Influence of superimposed intensity distributions on weld seam quality and spatter behavior during laser beam welding of copper with green laser radiation

With the increasing demand for copper connections in the field of renewable energies, e.g., for electric vehicle applications, various approaches were pursued to reduce the challenging spatter and melt ejection susceptibility in laser beam welding of copper materials. One is the use of adjustable intensity profiles of multi-mode beam sources with a combination of a core and ring beam in order to affect a modification of the flow field in the melt pool surrounding the highly dynamic keyhole in the deep penetration welding process. This should favor a reduction of spattering and melt pool ejections, especially at low weld speeds and high penetration depths in pure copper, therefore enabling a more stable deep penetration welding process. In this work, the influence of different superimposed intensity distribution ratios for green laser radiation with summarized power up to 3 kW on the generation of process imperfections was investigated conducting welding experiments on Cu-ETP using high-speed imaging for enhanced process understanding.

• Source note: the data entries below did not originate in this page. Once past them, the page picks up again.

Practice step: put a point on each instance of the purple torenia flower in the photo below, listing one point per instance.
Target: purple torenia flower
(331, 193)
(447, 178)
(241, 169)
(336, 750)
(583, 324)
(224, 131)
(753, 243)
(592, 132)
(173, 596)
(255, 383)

In addition, the effects of different power distribution conditions and welding speeds on the seam dimensions were analyzed. It was found that a significant amount of laser power in the ring beam leads to a widening of the melt pool in the area near the sample top-surface, which effectively reduces spatter behavior. The associated change in process zone morphology in laser beam direction was furthermore observed via sandwich analysis, allowing a detailed view into the laser–matter interaction area through a borosilicate glass sheet clamped in front of a processed sample. This setup was found to be a cost-effective method for obtaining further information about the keyhole formation mechanism and melt dynamics under comparative boundary conditions.